Epic write up and the work left me open mouthed! Now THAT's detailing at the top of your game...:doublesho


----------



## alpinaman (Oct 9, 2008)

Just awesome..

What kind of time is involved in doing this to an "average" sized car ?


----------



## stangalang (Nov 27, 2009)

alpinaman said:


> Just awesome..
> 
> What kind of time is involved in doing this to an "average" sized car ?

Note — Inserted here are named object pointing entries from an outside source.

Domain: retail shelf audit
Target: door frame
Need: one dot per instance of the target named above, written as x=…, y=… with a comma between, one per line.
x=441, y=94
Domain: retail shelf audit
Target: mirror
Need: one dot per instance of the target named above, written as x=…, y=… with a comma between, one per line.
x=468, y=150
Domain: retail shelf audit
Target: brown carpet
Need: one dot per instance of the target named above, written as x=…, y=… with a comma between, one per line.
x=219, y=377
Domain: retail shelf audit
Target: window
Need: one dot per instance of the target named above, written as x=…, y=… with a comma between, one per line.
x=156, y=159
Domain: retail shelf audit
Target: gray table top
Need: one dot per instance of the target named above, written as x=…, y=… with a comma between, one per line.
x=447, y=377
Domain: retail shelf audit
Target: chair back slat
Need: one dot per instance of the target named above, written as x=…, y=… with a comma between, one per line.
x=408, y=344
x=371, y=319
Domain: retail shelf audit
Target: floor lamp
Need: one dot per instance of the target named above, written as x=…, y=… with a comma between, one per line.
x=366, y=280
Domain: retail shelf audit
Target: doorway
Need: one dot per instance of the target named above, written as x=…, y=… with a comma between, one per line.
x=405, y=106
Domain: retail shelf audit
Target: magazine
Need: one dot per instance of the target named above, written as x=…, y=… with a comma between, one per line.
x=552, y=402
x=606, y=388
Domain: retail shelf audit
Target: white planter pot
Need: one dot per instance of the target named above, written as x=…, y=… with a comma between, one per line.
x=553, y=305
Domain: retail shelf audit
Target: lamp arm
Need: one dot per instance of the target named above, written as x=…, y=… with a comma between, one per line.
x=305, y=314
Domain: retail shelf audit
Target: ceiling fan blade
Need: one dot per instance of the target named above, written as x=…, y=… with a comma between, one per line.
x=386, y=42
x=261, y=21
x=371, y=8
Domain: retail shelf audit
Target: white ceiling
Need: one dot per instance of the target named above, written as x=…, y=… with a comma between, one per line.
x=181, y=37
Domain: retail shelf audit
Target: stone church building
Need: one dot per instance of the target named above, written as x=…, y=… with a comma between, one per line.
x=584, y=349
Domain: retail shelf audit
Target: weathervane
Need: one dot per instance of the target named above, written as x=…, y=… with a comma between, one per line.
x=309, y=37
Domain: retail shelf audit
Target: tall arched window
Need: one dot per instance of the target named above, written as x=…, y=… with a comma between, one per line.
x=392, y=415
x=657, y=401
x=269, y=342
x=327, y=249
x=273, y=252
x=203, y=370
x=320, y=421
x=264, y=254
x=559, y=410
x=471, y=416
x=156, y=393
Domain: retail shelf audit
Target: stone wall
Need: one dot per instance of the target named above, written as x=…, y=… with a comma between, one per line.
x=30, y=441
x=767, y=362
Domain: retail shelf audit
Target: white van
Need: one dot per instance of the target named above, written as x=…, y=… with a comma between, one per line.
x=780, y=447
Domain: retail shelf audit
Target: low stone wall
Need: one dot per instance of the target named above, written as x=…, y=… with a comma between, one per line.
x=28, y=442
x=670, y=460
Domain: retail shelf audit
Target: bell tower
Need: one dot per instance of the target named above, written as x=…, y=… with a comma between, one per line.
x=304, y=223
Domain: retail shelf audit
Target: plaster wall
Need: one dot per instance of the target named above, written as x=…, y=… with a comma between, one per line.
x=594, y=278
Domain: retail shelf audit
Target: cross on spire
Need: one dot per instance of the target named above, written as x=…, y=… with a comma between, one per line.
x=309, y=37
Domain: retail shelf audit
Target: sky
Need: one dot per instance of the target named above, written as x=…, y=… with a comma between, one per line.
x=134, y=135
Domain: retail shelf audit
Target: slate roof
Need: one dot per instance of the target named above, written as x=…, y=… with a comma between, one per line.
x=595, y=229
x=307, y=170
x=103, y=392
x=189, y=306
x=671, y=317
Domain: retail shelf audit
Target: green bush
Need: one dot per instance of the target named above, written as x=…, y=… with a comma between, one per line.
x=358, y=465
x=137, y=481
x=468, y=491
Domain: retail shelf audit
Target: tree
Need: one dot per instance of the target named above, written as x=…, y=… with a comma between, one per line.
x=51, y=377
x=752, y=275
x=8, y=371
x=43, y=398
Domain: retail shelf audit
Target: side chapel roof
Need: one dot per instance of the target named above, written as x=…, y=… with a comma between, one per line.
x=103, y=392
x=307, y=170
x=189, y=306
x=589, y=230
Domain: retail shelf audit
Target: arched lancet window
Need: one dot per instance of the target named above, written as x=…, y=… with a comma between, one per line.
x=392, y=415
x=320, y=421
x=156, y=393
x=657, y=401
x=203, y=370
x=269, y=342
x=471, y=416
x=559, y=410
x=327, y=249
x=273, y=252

5 to 6 days on a standard hatch back size vehicle. Its a lengthy job when on your own. If the paint isn't super hard i can use the denim pads and get close ish to a similar look a little quicker


----------



## Gleammachine (Sep 8, 2007)

Nice work Matt :thumb:


----------



## adlem (Jul 6, 2008)

Awesome work as usual Matt, don't expect anything less! That is a lovely finish and the Cube looks great


----------



## danwel (Feb 18, 2007)

This thread has now prompted the new car search!! Nissan Cube it is ! Going to import one to my spec once I go and see one locally to make sure I actually like it inside and the drive so. Cheers Matt


----------



## diesel x (Jul 27, 2013)

Excellent work as always.


----------



## Beau Technique (Jun 21, 2010)

Looks well that Mat:thumb:


----------



## Cy-Zuki (Feb 9, 2015)

That sanding looked a bit scary!! GREAT job Matt!


----------



## mlgt (Apr 11, 2008)

Great turnaround and thanks for the write up.


----------



## leehob (Jul 9, 2014)

WOW :thumb:


----------



## cossierick (Jan 19, 2011)

I carnt help thinking if he'd had it painted properly you wouldn't of needed to do that


----------



## stangalang (Nov 27, 2009)

cossierick said:


> I carnt help thinking if he'd had it painted properly you wouldn't of needed to do that


Believe me this is a very highly regarded restoration shop. He is very talented. The finish was due to the extra material added. Judge it from the finished colour and flake, not the peel. If he hadn't painted it so well, the finish after we did it would not have come close


----------



## orbital (Dec 28, 2010)

thats a fine piece of work matt


----------



## cossierick (Jan 19, 2011)

stangalang said:


> Believe me this is a very highly regarded restoration shop. He is very talented. The finish was due to the extra material added. Judge it from the finished colour and flake, not the peel. If he hadn't painted it so well, the finish after we did it would not have come close


I understand how it works , thats what i do for a living . I understand the reason for sone refinment and wax etc after the job has cured but not to start flating unless thats whats been asked for ! 
I still think it would of made for a nicer job while its still stripped rather than having to mask up silly things like washer jets etc but hey ho. Good job never the less


----------



## Simz (Jun 7, 2013)

cossierick said:


> I understand how it works , thats what i do for a living . I understand the reason for sone refinment and wax etc after the job has cured but not to start flating unless thats whats been asked for !
> 
> I still think it would of made for a nicer job while its still stripped rather than having to mask up silly things like washer jets etc but hey ho. Good job never the less


Remember to post up a thread when you do your next one mate, really looking forward to seeing your work.


----------



## stangalang (Nov 27, 2009)

cossierick said:


> I understand how it works , thats what i do for a living . I understand the reason for sone refinment and wax etc after the job has cured but not to start flating unless thats whats been asked for !
> I still think it would of made for a nicer job while its still stripped rather than having to mask up silly things like washer jets etc but hey ho. Good job never the less


Thats what I'm saying, its what was asked for. The painter to add extra material so we can sand it back to get a show car finish. They could have sanded it, and probably got an almost identical finish, but as we still needed to polish further and add coatings, it made sense to do it in house. We didn't sand out of necessity so to speak, it was a choice and arrangement.


----------



## unique detail (Jan 26, 2012)

Cracking job that Matt, would expect anything less though mate.:thumb:


----------



## ronwash (Mar 26, 2011)

Great work,fantastic finish.


----------



## 6stw (Aug 23, 2014)

Interesting job on an interesting wee motor, great job as always and several lessons learned from the post. Nice!


----------